Un homme armé lors de l'attaque contre la mission diplomatique américaine à Benghazi, en Libye, le 11 septembre 2012.
Un homme armé lors de l'attaque contre la mission diplomatique américaine à Benghazi, en Libye, le 11 septembre 2012. — AFP

ETATS-UNIS

800 pages et rien de neuf contre Clinton dans le rapport sur Benghazi

La candidate démocrate ressort renforcée après la publication des conclusions de la commission d'enquête du Congrès...

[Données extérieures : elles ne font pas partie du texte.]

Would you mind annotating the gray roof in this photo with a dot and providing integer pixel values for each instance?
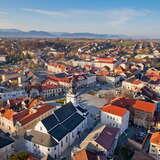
(107, 137)
(5, 140)
(40, 138)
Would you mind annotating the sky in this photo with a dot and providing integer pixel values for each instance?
(130, 17)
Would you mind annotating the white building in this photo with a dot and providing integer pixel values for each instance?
(115, 116)
(155, 145)
(133, 85)
(6, 146)
(12, 94)
(54, 134)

Tout ça pour ça. Après deux ans d’enquête et sept millions de dollars du contribuable dépensés, la commission du Congrès américain sur l’attaque à Benghazi de 2012, qui s’était soldée par la mort de quatre Américains dont l’ambassadeur Chris Steven, a publié son rapport, mardi. Et malgré ses 800 pages, il ne révèle rien de neuf sur le rôle de l’ancienne secrétaire d’Etat, Hillary Clinton. A l’offensive, la candidate démocrate a estimé qu’il était temps « de passer à autre chose ».

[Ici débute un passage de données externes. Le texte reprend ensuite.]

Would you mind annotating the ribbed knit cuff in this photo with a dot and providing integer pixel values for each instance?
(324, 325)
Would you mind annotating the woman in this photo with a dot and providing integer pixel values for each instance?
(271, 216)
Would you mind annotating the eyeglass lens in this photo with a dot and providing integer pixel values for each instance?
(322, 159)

Le rapport républicain renforce la thèse que l’administration américaine a été trop lente à mesurer la montée du danger pesant sur ses diplomates en Libye. Et qu’elle a été trop rapide à attribuer les faits à une poussée de colère isolée, au lieu de reconnaître qu’il s’agissait d’une attaque terroriste.

Une réponse plus rapide n’aurait pas sauvé les quatre Américains

Le rapport épingle à la fois le département d’Etat, celui de la défense et la CIA. Mais même s’il estime que la réponse militaire a été trop lente pour porter secours à la mission diplomatique, simplement protégée par quelques anciens marines déployés via une société privée de sécurité, le rapport reconnaît qu’une riposte plus rapide n’aurait pas sauvé par la vie des quatre Américains tués dans l’attaque menée par une milice djihadiste.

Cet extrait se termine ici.